This numerical study of the ignition characteristics of ammonia in a pulsed plasma discharge includes the assembly of a kinetic model for the oxidation of ammonia/oxygen/helium mixtures under a plasma discharge. The model was used to perform a series of simulations under varying pulsed discharge frequencies and pulse numbers, at atmospheric pressure and moderate to high temperatures (600–1500 K). A zero-dimensional solver which combines the ZDPlasKin and CHEMKIN software is used to explore the effect of pulse number and frequency on ignition delay time. For a moderate amount of pulses, a reduction of 40–60% in ignition delay time is achieved, with higher pulse repetition frequencies (PRFs) yielding shorter ignition delay times. Analysis of OH radical time evolution reveals that high PRFs support an increasing radical pool at low temperatures, whereas at lower PRFs radicals recombine in between pulses. In the thermal runaway phase, the radicals formed in conventional chain branching events are prevalent, so that OH formed in later pulses has little effect. When looking low temperatures and high PRFs, higher pulse frequencies allow for lower initial temperatures which will result in ignition. At a high enough frequency, the hysteresis of ignition and extinction is altered due to a high amount of radicals supplied and sustained by the plasma, so that there is a smooth transition and reactions at all temperatures.

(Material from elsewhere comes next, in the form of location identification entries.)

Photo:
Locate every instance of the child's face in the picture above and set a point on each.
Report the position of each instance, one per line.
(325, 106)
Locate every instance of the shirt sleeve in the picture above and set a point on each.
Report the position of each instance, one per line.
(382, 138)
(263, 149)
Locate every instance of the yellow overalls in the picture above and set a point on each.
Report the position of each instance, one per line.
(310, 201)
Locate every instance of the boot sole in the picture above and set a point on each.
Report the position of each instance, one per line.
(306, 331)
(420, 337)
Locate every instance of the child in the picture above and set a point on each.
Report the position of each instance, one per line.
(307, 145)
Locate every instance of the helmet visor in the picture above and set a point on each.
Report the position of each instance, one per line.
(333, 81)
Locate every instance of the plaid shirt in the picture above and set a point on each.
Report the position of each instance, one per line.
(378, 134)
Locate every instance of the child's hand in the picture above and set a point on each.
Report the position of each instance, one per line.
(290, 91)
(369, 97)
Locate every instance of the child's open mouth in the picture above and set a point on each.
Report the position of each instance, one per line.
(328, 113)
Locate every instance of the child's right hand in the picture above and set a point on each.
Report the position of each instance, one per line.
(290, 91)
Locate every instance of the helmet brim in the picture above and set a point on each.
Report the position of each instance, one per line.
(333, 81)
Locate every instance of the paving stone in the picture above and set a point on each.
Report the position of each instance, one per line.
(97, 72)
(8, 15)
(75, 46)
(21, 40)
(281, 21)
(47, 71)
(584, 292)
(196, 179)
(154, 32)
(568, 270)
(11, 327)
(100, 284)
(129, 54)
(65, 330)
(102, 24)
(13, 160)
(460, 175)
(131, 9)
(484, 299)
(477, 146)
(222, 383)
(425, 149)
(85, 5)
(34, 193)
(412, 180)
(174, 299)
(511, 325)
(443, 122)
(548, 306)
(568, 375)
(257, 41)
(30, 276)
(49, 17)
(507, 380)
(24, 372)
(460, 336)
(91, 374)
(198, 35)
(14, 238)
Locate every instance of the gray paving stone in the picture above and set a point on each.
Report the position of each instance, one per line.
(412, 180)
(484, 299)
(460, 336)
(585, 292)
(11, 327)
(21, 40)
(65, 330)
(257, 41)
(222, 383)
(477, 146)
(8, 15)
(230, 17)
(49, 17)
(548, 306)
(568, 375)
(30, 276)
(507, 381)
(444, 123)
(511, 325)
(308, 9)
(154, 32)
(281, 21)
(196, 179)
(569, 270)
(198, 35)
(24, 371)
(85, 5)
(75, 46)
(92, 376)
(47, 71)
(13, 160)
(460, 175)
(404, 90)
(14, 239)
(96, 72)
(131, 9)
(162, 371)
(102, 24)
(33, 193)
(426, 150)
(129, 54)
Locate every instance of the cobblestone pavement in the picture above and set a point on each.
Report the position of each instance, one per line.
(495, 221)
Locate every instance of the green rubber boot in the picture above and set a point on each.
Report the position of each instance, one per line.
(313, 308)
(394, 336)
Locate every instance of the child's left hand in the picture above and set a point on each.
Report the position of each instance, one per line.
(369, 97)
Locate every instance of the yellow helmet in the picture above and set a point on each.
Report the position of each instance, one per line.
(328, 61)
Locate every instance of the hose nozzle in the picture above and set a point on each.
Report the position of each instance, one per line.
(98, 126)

这项对脉冲等离子体放电中氨的点火特性的数值研究包括组装在等离子体放电下氨/氧/氦混合物氧化的动力学模型。该模型用于在大气压和中高温（600-1500 K）下，在不同的脉冲放电频率和脉冲数下进行一系列模拟。结合 ZDPlasKin 和 CHEMKIN 软件的零维求解器用于探索脉冲数和频率对点火延迟时间的影响。对于中等数量的脉冲，点火延迟时间减少了 40-60%，更高的脉冲重复频率 (PRF) 产生更短的点火延迟时间。对 OH 自由基时间演化的分析表明，高 PRF 支持在低温下增加自由基池，而在较低的 PRF 下，自由基在脉冲之间重新组合。在热失控阶段，在常规链支化事件中形成的自由基很普遍，因此在后面的脉冲中形成的 OH 几乎没有影响。当观察低温和高 PRF 时，较高的脉冲频率允许较低的初始温度，这将导致点火。在足够高的频率下，由于等离子体提供和维持的大量自由基，点火和熄灭的滞后会发生变化，因此在所有温度下都有平滑的过渡和反应。较高的脉冲频率允许较低的初始温度，这将导致点火。在足够高的频率下，由于等离子体提供和维持的大量自由基，点火和熄灭的滞后会发生变化，因此在所有温度下都有平滑的过渡和反应。较高的脉冲频率允许较低的初始温度，这将导致点火。在足够高的频率下，由于等离子体提供和维持的大量自由基，点火和熄灭的滞后会发生变化，因此在所有温度下都有平滑的过渡和反应。